Kikwit : les activités du parti Cause commune suspendues pour raisons sécuritaires
Le maire de la ville de Kikwit, Abbé Ngiama Katshiaka, a ordonné la suspension, à compter du 1er février 2026, de toutes les activités politiques du parti Cause commune, formation dirigée par Claude Ibalanki, sur l’ensemble de la juridiction urbaine.
La décision, annoncée dans un communiqué officiel parvenu à la presse, est justifiée par un contexte sécuritaire jugé préoccupant.
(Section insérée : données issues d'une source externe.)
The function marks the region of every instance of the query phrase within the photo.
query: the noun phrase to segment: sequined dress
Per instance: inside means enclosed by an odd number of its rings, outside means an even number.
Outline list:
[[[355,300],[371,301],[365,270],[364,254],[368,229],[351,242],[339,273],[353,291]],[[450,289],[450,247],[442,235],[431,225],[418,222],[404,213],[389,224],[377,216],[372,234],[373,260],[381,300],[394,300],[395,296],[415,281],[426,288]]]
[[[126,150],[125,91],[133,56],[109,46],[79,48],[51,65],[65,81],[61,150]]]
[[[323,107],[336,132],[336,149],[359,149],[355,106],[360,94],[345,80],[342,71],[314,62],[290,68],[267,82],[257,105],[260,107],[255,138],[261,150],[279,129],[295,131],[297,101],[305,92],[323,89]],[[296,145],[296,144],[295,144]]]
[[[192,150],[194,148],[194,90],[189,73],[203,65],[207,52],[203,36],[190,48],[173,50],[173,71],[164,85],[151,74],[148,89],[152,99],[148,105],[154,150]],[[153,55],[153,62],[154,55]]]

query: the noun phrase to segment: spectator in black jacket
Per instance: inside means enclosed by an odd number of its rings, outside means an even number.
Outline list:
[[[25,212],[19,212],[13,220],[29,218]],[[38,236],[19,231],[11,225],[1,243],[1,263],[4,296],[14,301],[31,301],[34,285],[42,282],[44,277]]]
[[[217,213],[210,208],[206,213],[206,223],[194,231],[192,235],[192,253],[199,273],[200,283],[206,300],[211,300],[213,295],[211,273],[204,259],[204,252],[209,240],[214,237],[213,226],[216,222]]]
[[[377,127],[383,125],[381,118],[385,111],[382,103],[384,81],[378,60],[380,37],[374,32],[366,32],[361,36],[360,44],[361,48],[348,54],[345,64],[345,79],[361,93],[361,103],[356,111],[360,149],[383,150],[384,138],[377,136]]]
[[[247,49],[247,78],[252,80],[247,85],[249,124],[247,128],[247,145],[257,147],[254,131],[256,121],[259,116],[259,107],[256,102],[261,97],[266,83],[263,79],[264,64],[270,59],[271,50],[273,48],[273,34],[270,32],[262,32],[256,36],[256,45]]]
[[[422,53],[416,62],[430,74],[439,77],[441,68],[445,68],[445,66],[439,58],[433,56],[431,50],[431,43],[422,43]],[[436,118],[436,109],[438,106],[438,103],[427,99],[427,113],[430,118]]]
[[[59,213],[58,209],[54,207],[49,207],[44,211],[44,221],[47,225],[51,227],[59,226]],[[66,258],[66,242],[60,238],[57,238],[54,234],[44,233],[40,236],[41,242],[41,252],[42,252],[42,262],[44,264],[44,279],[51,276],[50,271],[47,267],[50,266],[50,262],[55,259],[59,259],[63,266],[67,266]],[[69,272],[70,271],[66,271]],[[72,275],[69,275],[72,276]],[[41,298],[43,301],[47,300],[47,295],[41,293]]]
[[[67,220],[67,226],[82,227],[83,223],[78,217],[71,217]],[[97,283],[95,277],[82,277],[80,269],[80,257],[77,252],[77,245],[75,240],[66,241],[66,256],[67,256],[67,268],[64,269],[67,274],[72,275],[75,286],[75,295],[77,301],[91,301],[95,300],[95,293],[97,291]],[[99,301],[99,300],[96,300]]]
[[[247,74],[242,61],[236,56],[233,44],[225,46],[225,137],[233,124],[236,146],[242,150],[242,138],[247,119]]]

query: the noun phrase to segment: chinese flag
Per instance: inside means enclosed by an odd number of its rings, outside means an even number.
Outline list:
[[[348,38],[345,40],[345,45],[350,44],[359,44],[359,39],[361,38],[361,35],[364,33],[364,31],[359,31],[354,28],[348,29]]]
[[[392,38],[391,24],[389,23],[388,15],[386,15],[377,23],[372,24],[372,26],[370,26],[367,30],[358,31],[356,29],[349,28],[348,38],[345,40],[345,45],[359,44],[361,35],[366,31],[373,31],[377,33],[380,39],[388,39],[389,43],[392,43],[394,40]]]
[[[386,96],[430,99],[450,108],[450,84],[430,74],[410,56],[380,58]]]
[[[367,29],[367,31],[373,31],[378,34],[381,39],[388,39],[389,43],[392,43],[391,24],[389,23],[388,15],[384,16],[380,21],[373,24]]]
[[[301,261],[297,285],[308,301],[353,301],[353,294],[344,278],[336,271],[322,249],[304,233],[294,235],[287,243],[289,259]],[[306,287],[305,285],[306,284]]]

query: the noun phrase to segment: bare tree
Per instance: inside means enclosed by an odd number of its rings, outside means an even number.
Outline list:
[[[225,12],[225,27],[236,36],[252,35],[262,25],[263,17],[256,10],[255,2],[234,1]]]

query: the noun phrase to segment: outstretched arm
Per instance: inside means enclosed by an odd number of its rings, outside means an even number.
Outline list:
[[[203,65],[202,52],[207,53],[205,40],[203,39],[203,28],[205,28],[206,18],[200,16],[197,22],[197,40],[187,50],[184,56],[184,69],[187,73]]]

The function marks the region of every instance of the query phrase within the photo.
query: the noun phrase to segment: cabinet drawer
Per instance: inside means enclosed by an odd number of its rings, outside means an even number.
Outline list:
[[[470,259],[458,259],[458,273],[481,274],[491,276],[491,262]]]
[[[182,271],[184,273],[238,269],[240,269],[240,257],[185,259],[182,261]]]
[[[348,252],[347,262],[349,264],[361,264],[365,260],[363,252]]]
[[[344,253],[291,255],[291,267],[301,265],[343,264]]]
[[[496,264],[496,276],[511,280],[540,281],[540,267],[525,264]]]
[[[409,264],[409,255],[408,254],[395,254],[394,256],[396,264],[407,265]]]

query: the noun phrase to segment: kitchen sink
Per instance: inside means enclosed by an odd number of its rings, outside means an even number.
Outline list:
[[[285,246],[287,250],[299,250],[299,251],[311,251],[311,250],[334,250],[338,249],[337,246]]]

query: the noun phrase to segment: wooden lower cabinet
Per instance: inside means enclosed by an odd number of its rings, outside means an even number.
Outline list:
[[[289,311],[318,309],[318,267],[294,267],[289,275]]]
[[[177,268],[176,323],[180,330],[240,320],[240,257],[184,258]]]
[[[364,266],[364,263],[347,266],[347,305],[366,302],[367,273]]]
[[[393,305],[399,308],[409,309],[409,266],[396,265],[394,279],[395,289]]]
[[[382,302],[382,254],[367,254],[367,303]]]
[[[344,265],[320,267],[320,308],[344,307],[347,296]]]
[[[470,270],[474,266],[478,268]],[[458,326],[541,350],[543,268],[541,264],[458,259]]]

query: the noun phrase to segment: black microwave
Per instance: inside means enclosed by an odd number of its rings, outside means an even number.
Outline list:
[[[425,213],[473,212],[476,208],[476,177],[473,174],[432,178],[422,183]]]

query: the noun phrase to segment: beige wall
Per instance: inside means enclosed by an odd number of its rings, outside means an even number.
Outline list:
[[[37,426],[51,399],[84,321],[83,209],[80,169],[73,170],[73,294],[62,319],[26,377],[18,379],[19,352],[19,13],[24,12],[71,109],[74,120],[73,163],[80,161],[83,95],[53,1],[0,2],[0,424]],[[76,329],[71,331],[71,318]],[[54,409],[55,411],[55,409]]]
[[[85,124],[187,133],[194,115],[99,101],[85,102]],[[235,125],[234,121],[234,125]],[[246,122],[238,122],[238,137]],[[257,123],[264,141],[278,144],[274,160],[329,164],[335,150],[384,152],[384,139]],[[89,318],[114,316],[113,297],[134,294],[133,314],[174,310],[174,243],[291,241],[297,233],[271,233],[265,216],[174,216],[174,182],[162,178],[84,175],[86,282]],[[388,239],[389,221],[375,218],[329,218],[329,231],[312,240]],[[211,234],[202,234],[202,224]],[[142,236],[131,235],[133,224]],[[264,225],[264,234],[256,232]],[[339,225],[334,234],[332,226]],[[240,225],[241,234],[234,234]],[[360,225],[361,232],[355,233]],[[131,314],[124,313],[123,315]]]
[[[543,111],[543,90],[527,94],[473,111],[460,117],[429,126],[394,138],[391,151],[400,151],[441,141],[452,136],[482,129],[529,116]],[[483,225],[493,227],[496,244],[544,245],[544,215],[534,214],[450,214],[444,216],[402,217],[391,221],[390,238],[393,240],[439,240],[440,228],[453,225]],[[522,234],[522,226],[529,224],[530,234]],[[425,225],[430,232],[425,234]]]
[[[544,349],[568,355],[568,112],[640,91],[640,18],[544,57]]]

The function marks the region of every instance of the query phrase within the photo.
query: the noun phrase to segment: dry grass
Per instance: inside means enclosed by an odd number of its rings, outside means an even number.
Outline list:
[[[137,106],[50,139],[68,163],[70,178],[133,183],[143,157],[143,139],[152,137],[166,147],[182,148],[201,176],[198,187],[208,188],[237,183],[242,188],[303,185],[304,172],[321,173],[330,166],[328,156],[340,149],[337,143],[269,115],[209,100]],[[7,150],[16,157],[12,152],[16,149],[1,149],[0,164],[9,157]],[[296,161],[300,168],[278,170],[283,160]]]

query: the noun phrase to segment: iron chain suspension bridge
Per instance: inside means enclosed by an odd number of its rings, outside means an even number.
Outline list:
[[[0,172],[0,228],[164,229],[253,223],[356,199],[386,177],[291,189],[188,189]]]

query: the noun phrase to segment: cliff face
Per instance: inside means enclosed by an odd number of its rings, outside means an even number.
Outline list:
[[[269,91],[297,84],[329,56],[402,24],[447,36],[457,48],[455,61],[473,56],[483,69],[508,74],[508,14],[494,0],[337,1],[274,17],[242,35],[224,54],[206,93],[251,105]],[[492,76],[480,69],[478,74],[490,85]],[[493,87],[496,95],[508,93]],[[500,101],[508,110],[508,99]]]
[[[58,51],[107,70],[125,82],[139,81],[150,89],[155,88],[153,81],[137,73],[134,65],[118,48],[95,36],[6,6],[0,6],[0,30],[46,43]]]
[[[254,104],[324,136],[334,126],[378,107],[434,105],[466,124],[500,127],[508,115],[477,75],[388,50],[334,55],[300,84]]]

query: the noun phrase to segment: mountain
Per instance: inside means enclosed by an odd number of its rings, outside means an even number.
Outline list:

L’autorité urbaine évoque notamment la récente apparition publique de Claude Ibalanki aux côtés de Corneille Nangaa et de Bertrand Bisimwa, deux figures associées à des dynamiques politico-militaires liées à des groupes rebelles actifs dans l’Est de la République démocratique du Congo.
Selon le communiqué, toute initiative politique menée au nom du parti Cause commune ou pour le compte de son président national est désormais formellement interdite à Kikwit. Les contrevenants s’exposeront aux sanctions prévues par la loi.
Le maire réaffirme par ailleurs l’engagement de la ville en faveur de la paix, de la stabilité et de la cohésion sociale, rejetant toute attitude susceptible de soutenir ou de banaliser les actions des groupes armés, régulièrement accusés de graves violations des droits humains et d’alimenter l’insécurité persistante dans l’Est du pays.
Ancien cadre de l’UDPS et ex-ambassadeur itinérant du chef de l’État, Claude Ibalanki est originaire de la province du Kwilu. Il a lancé le parti Cause commune à l’approche des élections générales de 2023 et s’était présenté à la députation nationale lors du scrutin du 20 décembre 2023 à Kikwit.
Présenté comme proche de Claude Ibalanki, le maire de la ville a pris cette décision peu après avoir été interpellé en urgence à Kinshasa pour une consultation par le vice-Premier ministre et ministre de l’Intérieur, Jacquemain Shabani.